Onderdeel van zaak 2021Z20114:
- Indiener: P. Blokhuis, staatssecretaris van Volksgezondheid, Welzijn en Sport
- Volgcommissie: vaste commissie voor Justitie en Veiligheid
- Voortouwcommissie: vaste commissie voor Volksgezondheid, Welzijn en Sport
- 2021-11-16 15:00: Regeling van werkzaamheden (Regeling van werkzaamheden), TK
- 2021-11-18 11:00: Procedurevergadering VWS (Procedurevergadering), vaste commissie voor Volksgezondheid, Welzijn en Sport
- 2021-11-29 10:00: Onderdeel Jeugd en aanverwante zaken van de begrotingen VWS en J&V voor het jaar 2022 (Wetgevingsoverleg), vaste commissie voor Volksgezondheid, Welzijn en Sport
- 2021-12-16 14:20: Aanvang middagvergadering: Regeling van werkzaamheden (Regeling van werkzaamheden), TK
Preview document (🔗 origineel)
Tweede Kamer der Staten-Generaal | 2 |
Vergaderjaar 2021-2022 |
31 015 Kindermishandeling
Nr. 237 BRIEF VAN DE STAATSSECRETARIS VAN VOLKSGEZONDHEID, WELZIJN EN SPORT
Aan de Voorzitter van de Tweede Kamer der Staten-Generaal
Den Haag, 11 november 2021
Uw Kamer heeft op 8 september verzocht om een beleidsreactie naar aanleiding van het NOS-artikel «Veilig Thuis biedt Haagse zusjes excuses aan na jeugd vol geweld».1 Met deze brief voldoe ik, mede namens de Minister voor Rechtsbescherming, aan dit verzoek.
Met het oog op de privacy van de betrokkenen kan ik niet ingaan op deze individuele casus.
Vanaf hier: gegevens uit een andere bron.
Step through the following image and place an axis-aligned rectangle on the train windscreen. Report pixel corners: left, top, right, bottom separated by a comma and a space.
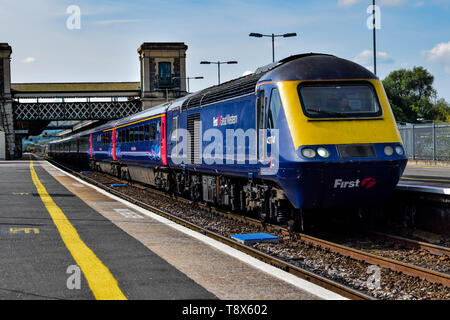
298, 83, 381, 118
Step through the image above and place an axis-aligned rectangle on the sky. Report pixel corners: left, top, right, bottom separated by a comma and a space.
0, 0, 450, 102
Het artikel, met een omschrijving van een aangrijpend verhaal over twee zusjes die langdurig geweld meemaakten, maakt duidelijk dat het stoppen van huiselijk geweld en kindermishandeling van groot belang is. Ik heb mij met de Minister voor Rechtsbescherming en met de VNG de afgelopen jaren ingezet om de aanpak van huiselijk geweld en kindermishandeling samen met de betrokken organisaties en deskundigen te versterken. Met deze brief geef ik een toelichting op de verbeteringen in de werkwijze van Veilig Thuis (VT) in de afgelopen jaren. De aanpak van huiselijk geweld en kindermishandeling vraagt ook op de lange termijn onze aandacht en inspanning.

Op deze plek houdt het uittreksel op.